Yesterday my office received a copy of a presentation that the Homes & Communities Agency in London made on the future supply of affordable housing.
The presentation contains a graph which shows the boost to new affordable homes coming from Labour’s National Affordable Housing Programme: with new affordable home starts peaking at almost 16,000 in 2009-10 (despite the recession) with those homes due for completion in 2011-12.
Once those homes are built the figures collapse; new starts, that is to say: new building projects for affordable homes are projected to fall in London to well below 2,000 in the next twelve months, and then fall to zero. With building projects taking about 18-24 months we then see the supply of new affordable homes in London fall to zero by 2014/15.
For the next couple of years, the Tory-led government and – until the next London Mayoral election – Boris Johnson, will be able to reap the rewards of Labour’s investment in an affordable housing building programme. In London, Boris will be able to point, with some enthusiasm, to more than 14,000 new affordable homes which will be built in 2011-12 and claim them as an achievement of his mayoralty whilst Grant Shapps can cut ribbons and hand over keys to families moving in and try and portray the completion of Labour’s building programme as a Tory success.
What we won’t see as much of is the traditional photo taken on new building sites, shovels in hand. At first, this won’t produce much comment – new homes will be being completed, families will be moving in. Two years down the line however, and it’ll all become too clear what’s happened. By then, someone else might be in City Hall and they’ll have to pick up the pieces.
The Tory government has told us to keep faith – to believe them when they say they have a plan to fill the gap left by their slashing of government funding for new affordable homes – and this week we were given some details.
Where there was once government funding from the Treasury to subsidise and fund the building of homes, now we will see rents rise for almost every new housing association tenant to up to 80% of market rent.
There will be no link to housing benefit caps. As a consequence, in London rents may treble or more as a consequence; only a Tory government could dare call rent at those levels ‘affordable’.
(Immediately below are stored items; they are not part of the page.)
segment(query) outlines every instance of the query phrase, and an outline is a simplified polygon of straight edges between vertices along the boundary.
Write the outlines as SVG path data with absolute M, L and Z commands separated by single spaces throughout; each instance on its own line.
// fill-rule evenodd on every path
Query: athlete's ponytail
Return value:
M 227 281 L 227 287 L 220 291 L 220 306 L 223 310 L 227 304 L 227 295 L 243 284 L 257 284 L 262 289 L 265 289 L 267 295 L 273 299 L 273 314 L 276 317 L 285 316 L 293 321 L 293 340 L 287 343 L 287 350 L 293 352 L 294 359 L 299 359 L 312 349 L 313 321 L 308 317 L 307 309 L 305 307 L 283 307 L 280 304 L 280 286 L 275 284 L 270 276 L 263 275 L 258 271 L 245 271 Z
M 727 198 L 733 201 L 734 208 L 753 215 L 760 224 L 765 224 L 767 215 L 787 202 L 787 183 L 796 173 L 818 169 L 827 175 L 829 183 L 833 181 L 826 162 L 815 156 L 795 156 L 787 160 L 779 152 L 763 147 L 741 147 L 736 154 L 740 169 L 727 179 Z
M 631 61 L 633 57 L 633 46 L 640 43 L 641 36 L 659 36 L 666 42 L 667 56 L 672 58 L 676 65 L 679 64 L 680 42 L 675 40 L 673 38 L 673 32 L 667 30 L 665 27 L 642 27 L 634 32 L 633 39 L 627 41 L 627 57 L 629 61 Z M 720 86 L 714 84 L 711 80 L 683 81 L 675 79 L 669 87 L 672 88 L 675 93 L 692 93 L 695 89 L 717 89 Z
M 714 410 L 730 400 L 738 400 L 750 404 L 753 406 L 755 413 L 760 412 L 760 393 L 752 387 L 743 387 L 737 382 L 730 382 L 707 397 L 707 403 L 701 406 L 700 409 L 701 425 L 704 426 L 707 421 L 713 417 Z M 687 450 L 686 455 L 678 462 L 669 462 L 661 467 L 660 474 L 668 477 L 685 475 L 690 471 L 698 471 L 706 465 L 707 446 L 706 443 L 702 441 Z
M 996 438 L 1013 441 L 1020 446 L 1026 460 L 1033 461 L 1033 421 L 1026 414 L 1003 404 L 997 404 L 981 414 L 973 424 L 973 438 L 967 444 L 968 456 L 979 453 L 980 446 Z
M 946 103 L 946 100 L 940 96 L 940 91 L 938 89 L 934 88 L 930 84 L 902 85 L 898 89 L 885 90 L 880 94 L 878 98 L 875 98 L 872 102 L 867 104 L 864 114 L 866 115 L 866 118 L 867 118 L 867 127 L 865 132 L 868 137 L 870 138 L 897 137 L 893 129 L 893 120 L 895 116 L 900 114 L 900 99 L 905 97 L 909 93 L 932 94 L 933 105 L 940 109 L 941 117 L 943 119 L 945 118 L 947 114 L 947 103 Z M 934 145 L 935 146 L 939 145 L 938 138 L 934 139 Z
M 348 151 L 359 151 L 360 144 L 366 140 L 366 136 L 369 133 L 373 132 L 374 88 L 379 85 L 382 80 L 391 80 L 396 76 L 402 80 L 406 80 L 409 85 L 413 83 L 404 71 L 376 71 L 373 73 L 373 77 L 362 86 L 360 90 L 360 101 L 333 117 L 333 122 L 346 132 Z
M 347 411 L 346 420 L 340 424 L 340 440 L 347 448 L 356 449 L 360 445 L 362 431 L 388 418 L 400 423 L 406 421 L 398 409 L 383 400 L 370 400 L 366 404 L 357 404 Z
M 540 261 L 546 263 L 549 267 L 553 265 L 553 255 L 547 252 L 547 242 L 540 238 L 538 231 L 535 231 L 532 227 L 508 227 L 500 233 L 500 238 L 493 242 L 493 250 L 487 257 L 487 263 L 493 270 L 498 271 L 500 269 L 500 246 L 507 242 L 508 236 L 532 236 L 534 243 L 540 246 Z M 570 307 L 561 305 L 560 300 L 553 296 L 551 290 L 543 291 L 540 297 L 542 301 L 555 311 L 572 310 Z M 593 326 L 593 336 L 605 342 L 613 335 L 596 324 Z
There’s no indication as to how this policy will work. There are no projections for how many housing associations will put rents up by this much, how much money this will raise and how many new homes will then be built but plenty of well established doubts from experts across the housing sector.
What we do know is that new projects need to start now and start on a scale to match Labour’s building programme to avoid a genuine housing crisis by the end of the parliament, passing the buck to housing associations and the cost to tenants simply isn’t good enough.